Tout comme il dispose de Payrails, Spreedly, Zooz et Primer soutenus par A16z aux États-Unis, au Royaume-Uni et en Europe, MoneyHash sert des clients à travers le Moyen-Orient et l'Afrique. Abdelrazik a déclaré que c'est ce qui distingue MoneyHash : son orientation vers les marchés émergents et son vaste réseau d'intégration, qui comprend plus de 300 API pré-intégrées (avec des processeurs et passerelles locaux et internationaux tels que Adyen, Amazon Pay, Checkout, Fawry, Mono, Stripe, Tabby et ValU) couvrant plus de 100 marchés. Precium, une startup sud-africaine soutenue par QED, propose des services similaires dans la région.
MoneyHash s'est initialement concentré sur les petits commerçants, mais a commencé à cibler les grandes entreprises début 2024 avec le lancement de sa suite d'entreprise, une initiative qui a permis à l'entreprise d'atteindre une échelle remarquable.
« Sans nous, de nombreuses améliorations de performances peuvent encore être réalisées, ce qui nécessitera des années de travail et d’étude. Mais lorsque vous ajoutez notre logiciel, tous les indicateurs de performance de paiement atteignent le niveau le plus élevé possible. Nous parlons de taux d’autorisation, de conversion et de fraude. « Et nous sommes assez complets », a déclaré le PDG Abdelrazik.
« Nous ne nous concentrons pas sur une seule mesure de performance pour essayer de résoudre tous les problèmes tout au long du cycle de vie de la chaîne de paiement, ce dont les entreprises ont besoin. Les entreprises ne veulent pas résoudre un seul problème. Ils chercheront d’autres problèmes.

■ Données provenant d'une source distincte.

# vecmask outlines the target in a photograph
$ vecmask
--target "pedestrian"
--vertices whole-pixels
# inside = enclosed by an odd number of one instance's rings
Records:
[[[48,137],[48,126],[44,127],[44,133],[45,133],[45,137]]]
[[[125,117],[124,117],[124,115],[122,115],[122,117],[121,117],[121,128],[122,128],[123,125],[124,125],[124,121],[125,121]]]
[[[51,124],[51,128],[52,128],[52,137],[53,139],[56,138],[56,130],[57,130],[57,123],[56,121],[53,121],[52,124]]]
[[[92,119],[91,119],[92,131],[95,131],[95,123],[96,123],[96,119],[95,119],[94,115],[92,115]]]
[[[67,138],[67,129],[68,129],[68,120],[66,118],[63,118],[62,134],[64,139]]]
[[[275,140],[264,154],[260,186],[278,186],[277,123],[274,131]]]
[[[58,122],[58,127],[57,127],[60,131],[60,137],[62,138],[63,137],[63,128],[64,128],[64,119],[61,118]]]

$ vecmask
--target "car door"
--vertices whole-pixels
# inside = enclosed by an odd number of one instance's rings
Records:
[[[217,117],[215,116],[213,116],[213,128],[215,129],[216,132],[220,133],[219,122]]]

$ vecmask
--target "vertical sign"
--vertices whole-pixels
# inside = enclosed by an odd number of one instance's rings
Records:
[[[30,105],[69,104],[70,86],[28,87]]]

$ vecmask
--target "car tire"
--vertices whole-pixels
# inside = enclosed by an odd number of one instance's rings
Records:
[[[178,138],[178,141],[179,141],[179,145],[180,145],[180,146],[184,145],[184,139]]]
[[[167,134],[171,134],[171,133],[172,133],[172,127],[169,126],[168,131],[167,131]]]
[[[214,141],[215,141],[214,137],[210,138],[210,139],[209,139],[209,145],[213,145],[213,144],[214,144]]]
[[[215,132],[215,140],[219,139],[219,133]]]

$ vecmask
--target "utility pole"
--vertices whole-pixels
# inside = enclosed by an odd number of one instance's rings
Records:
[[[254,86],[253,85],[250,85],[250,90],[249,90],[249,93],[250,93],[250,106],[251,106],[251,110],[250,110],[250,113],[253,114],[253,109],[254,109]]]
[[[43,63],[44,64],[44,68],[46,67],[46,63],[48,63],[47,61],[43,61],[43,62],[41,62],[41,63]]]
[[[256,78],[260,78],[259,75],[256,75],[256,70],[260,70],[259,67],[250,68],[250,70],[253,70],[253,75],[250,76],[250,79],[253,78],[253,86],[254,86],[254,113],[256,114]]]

Ils veulent une solution globale tout au long du cycle de paiement et c'est ce que nous faisons.
Les entreprises des secteurs tels que la fintech grand public, l'hôtellerie, le commerce électronique et les jeux représentent désormais 35 % de la clientèle de MoneyHash, qui devrait tripler d'ici 2024. Parmi ses principaux clients figurent la licorne BNPL Tamara, le leader des cuisines cloud Kitopi et la plateforme de commerce électronique Brands For Less.
Selon Tamara, responsable des paiements, MoneyHash se distingue dans la région en « construisant un point de différence significatif », faisant probablement référence à ses revendications d'aider les clients à atteindre une augmentation de 10 à 20 % de la génération de revenus tout en réduisant simultanément les coûts de mise sur le marché et de développement de 90 %.
Abdelrazik attribue cette réussite au portefeuille d’entreprises de sa start-up et à ses contrats à long terme qui ont permis de lever des fonds avant la série A. Il a déclaré que ces clients ont entraîné une multiplication par quatre du volume de traitement et une multiplication par trois des revenus au cours de l’année écoulée, bien que les chiffres précis ne soient pas encore divulgués.
L'investisseur mondial en fintech Flourish Ventures a dirigé le tour. Parmi les autres investisseurs figurent Vision Ventures d'Arabie saoudite, Xelerate d'Arab Bank et Emurp Kepple Ventures. Le tour a également vu la participation de Jason Gardner, fondateur et ancien PDG de Marqeta (son premier chèque dans la région), et des investisseurs existants, le fondateur de Github, Tom Preston-Werner et COTU Ventures.